The primary advantages of this approach are that the documentation only ever needs to address the current state of the code (i.e. doesn't always have to call out differences of behaviour between versions), and continuous-integration processes can be put in place to help ensure that every code change is either accompanied by a documentation change or a declaration that no such change is required. Version- and language-switching UI elements are usually available on every page of the documentation.
Common tools for docs-in-code are Sphinx and MkDocs. The former is the basis for the popular Read the Docs website, and the latter is used for the new Wikimedia Developer Portal. Whatever we use is mostly likely going to comprise Markdown files in a
docs/ directory (with optional Yaml frontmatter in the files).
The primary problems with docs-in-code for Wikimedia software are that it can't be searched along with all other documentation, and that it can't be localized with our existing tools (TranslateWiki or on-wiki with the Translate extension).
Documentation-driven development is a methodology of in which the documentation is written first, before any code. It can help focus the development to be undertaken from the point of view of the user, and so can highlight issues earlier than otherwise might be the case. Draft documentation can be shown to the users and their feedback given in a much shorter time.
DDD involves writing about a new feature or other software change as though it already exists, explaining it to the user. It is also related to similar documentation-first ideas, such as GitLab's Handbook-first approach which can help with keeping documentation out of chat channels and in places where it's more likely to be of use.
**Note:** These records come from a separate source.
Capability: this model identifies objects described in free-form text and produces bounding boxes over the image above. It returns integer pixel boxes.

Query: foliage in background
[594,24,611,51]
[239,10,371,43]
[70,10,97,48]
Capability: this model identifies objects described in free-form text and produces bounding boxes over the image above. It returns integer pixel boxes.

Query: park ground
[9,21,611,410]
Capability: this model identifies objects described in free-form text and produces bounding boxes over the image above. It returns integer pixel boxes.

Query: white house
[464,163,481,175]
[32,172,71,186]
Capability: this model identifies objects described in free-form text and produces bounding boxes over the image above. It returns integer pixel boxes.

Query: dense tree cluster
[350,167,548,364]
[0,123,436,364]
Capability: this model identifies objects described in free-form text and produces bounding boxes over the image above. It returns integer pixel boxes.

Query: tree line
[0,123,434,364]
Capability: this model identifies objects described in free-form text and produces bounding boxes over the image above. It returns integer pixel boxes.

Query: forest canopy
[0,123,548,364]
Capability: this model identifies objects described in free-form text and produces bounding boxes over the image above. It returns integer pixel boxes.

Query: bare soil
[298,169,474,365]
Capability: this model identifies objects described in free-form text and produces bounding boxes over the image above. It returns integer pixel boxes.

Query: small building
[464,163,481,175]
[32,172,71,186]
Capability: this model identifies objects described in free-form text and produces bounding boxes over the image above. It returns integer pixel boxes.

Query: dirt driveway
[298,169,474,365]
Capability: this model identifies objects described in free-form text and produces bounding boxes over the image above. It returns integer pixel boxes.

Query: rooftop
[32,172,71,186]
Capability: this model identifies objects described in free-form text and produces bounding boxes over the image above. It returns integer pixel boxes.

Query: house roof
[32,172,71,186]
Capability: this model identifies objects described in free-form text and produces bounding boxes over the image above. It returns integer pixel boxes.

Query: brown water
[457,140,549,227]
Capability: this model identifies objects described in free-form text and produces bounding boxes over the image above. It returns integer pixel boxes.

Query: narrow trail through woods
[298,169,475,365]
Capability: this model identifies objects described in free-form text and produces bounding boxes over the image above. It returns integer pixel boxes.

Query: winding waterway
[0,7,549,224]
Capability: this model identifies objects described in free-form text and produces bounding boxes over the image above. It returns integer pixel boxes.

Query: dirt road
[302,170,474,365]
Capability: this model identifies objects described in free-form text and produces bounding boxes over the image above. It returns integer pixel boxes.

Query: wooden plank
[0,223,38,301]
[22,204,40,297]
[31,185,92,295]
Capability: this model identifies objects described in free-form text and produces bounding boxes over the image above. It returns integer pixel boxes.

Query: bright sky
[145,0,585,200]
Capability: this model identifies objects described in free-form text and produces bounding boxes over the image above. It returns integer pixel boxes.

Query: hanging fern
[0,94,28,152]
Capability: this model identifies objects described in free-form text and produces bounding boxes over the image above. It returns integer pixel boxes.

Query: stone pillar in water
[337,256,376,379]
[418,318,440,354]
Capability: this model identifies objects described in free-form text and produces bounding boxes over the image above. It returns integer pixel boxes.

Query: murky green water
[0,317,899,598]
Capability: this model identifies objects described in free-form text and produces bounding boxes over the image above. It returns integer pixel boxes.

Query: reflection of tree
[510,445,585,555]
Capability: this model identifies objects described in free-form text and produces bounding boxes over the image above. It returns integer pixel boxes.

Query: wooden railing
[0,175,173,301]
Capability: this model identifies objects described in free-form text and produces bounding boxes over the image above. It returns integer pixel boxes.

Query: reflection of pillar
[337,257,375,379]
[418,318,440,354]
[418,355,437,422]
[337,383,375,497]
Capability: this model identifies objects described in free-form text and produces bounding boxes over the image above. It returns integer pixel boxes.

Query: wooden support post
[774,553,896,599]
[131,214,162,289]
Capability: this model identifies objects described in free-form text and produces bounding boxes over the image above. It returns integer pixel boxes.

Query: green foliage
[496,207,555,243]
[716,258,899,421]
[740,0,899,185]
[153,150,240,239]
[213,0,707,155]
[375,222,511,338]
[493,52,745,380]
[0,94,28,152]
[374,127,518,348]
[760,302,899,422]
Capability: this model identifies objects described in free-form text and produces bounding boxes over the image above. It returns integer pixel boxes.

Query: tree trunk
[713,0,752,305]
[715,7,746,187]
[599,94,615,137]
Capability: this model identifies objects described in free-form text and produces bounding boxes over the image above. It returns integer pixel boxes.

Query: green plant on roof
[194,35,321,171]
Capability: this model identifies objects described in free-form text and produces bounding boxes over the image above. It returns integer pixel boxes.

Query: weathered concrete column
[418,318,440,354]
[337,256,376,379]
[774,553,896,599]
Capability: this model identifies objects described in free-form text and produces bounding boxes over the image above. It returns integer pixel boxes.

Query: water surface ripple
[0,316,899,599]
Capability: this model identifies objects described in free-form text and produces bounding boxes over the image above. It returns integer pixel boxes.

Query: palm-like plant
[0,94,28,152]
With the right tools, drafting the documentation need not be the responsibility of the engineers who will be working on the code.
What are different types of documentation that we want to cover?
Every component has end-user documentation on mediawiki.org (in the Help namespace). Developer documentation is within the code repositories, and on pages on mediawiki.org. Sysadmin documentation pages live on Wikitech. (Project updates and discussion happen on Meta, but all non-temporal documentation would be on the other wikis).
How do we track if documentation to sufficiently added?
Only one of the three required documentation types added i.e. only end-user docs.
Two of the three required documentation types added i.e. end-user docs and developer docs.
All required documentation types added which means: sysadmin docs, end-user docs and developer docs.
Locations of docs
|Type ↓ Audience →||User||Admin|
Proposal: a documentation library for tools
A simple Toolforge tool that will download the
docs/ directories from our tools' repositories and compile them to small static HTML websites, similarly to how Read the Docs works. It will:
- Provide an overview of all tools. This will also use the
user_docs_urldata from Toolhub, for tools that host their user documentation elsewhere.
- Not require any particular registration or configuration of tools in order to have them included (it can check Toolhub, and be opinionated about what structure etc. it accepts).
- Provide search across all tools, and also within each tool's documentation.
- Allow for translations of pages, with the translations being committed back to the original repository (maybe only if its on GitLab?).
- Make it easy to set up a new tool's documentation directory, e.g. via a one-click merge-request creation.
More details of the tool will be added to its own documentation, as a demonstration of the DDD process!